Question

The Volume of a container is given by the equation V=bwh, and the Surface Area is given by the equation SA=bw+2bh+2bw. If you want the height of the container to be equal to the sum of the lenght of the base and width, what is the largest container (volume wise) you can create from 40cm^2 of material? What are the dimensions of the container? (Assume 1 less than or equal to b,w less than or equal to 10 & 2 less than or equal to h less than or equal to 20

Answer 1

hey can you please check the question once again?

Answer 2

thats word for word from the sheet my professor gave me, what doesnt look right? ive been stuck on this problem for two days

Answer 3

SA=bw+2bh+2bw <= Can you check this again?

Answer 4

SA=bw+2bh+2bw..........he said at first there was a typo and it was: SA=bw+2bh+2hw
but then said to leave it the first way

Answer 5

i konw its an optimization problem and i have to get the equation in terms of one variable....and i got from the information that h=b+w

Answer 6

open container/ box

Answer 7

problem is fine as is

Answer 8

since there are two variables (once i plug in h) do i use implicit differentiation?

Answer 9

No, SA=bw+2bh+2bw=3bw+2bh=3bw+2bw+2b^2=5bw+2b^2=40.
=>bw=8-0.4*b^2, w=8/b-0.4*b
Now you want to maximize V=bwh=bw(b+w).
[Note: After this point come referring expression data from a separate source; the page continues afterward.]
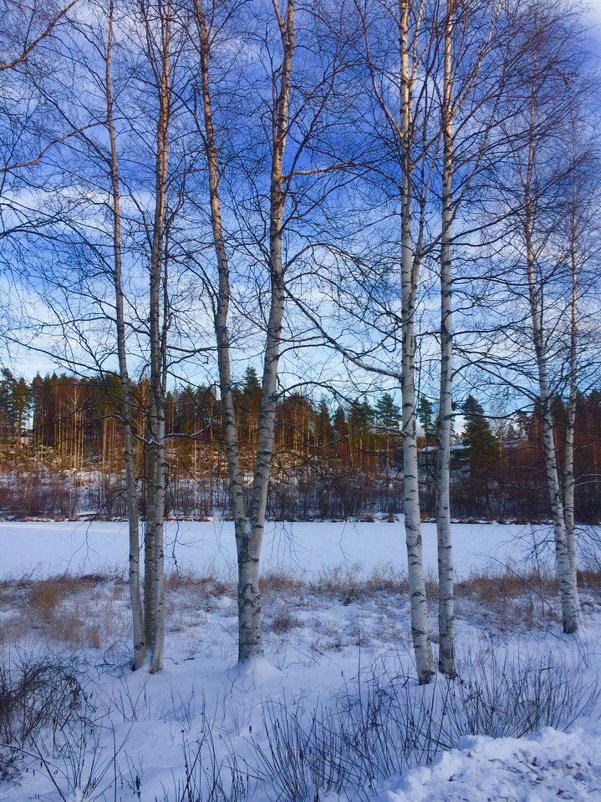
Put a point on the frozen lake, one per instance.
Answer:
(42, 549)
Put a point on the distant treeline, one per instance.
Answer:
(61, 451)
Plug in the w above and continue...

Answer 10

for that second to last step: bw=8-0.4b^2.....divide each side by b right? to get
w=(8-0.4b^2)/b could you just got over how its w=8/b-0.4b please?

Answer 11

Correct, w=(8-0.4b^2)/b=8/b-0.4b

Answer 12

ok, so then basically plug that into V=bwh, take the derivative, set it equal to zero and then regular optimization problem from there right?

Answer 13

Yup!

Answer 14

*large sigh of relief* thanks a million!

Answer 15

Glad to help :)